Tal vez no es más que una ilusión, pero los monarquistas están listos a reverdecer sus laureles.

14 de octubre de 1991

EN LOS AÑOS 60, DESPUES de la caída de Constantino de Grecia, solía decirse que hacia el final del siglo sólo quedarían en el mundo cinco reyes: los cuatro de la baraja y el de Inglaterra. Pero los años posteriores han probado que no hay nada imposible, lo que se confirma con la existencia de varios aspirantes a tronos largamente vacíos.
Algunos de ellos son simples orates, como el rey Ludwig de Baviera, o soñadores impenitentes como Henri D'Orleans, que disputa el trono francés con su sobrino segundo, el hijo sobreviviente del difunto Alfonso de Borbón. Sin embargo, hay dos de ellos a los que la historia parece darles su oportunidad: uno es el gran duque Vladimir de Rusia. Y al otro lado del mundo, don Pedro de Orleans y Braganza tiene ciertas posibilidades de acceder al trono olvidado del Brasil.
El gran Duque Vladimir de Rusia vive en una pequena villa en Francia, donde recibe la correspondencia de sus simpatizantes, que según él, le escriben desde los cuatro confines de Rusia.
Su vida ha transcurrido en el exilio, pues nació en 1917 -el mismo año de la revolución- en Finlandia.
Siete años después su padre, el duque Kyril, se autoproclamó zar de todas las Rusias en su carácter de primo segundo de Nicolás II. En esa época, cuando generales y duques zaristas se ganaban la vida en Europa manejando taxi, la proclamación no pasó de ser un chiste malo.
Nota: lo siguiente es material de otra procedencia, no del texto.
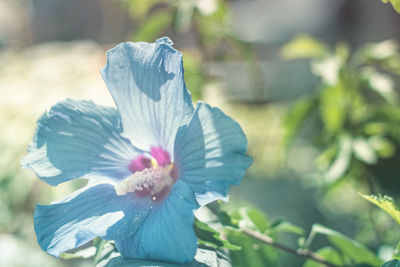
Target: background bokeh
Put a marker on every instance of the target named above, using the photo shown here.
(53, 49)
Kiryl murió en 1938, dejando a Vladimir como herencia muchos títulos y poco dinero.
A partir de la caída del comunismo, los sueños de Vladimir se volvieron casi tangibles. En su refugio de Bretaña, junto con su esposa, la gran duquesa Leonida, su hija la gran duquesa María y su nieto el gran duque George, de 10 años, espera la oportunidad de viajar a la madre patria, que no conoce. Pero, a no ser por la invitación del presidente Boris Yeltsin, nada indica que sus posibilidades de obtener el trono hayan mejorado en realidad.
El caso de Pedro de Orleans y Braganza, como el de la monarquía brasileña, es único. Desde que el emperador Pedro I, en el exilio huyendo de Napoleón, decretó la independencia de Portugal en 1822, Brasil fue el país más estable de América del Sur. Pero en 1888, la liberación de los esclavos decretada por la hija de Pedro, la regente Isabel, produjo la reacción de los terratenientes y los militares, quienes con el pretexto de salvar al país de un caos inexistente, exiliaron a la familia real.
El nuevo gobierno prometió un plebiscito para determinar si el país sería una república o una monarquía.
Pero 37 presidentes, 19 revueltas y nueve dictaduras, en un siglo convulsionado, impidieron que la promesa se cumpliera.
En 1988, en medio de la democratización del país, el parlamento brasileño resolvió revivir el asunto.
Por iniciativa de un diputado monarquista, se decidió que el plebiscito se llevara a cabo en 1993. Y para sorpresa de los estudiosos, las encuestas recientes afirman que la monarquía tiene el favor del 25 por ciento de los electores.
Las razones podrían residir en la profunda desconfianza del electorado hacia la clase política, que no parece reaccionar ante el caos social en el que se sume el país. El jefe de la casa real es el nieto de Pedro II, don Pedro de Orleans y Braganza, de 78 años, quien parece haber heredado todas las virtudes de sus mayores. Nacido en Francia pero residente en Brasil desde 1922, don Pedro tiene un rival, su primo Luis, de 52 años, quien al decir de los conocedores no le llega ni a los tobillos. Por su edad, don Pedro afirma que no querría convertirse en Pedro III en 1993, pero favorece a su sobrino Joao, de 37.
Nadie sabe si la monarquía regresará a Brasil en el plebiscito, pero con el tiempo que falta, no podría descartarse. Los analistas piensan que tal como está el país, nada impide que los brasileños se jueguen la carta del regreso al pasado.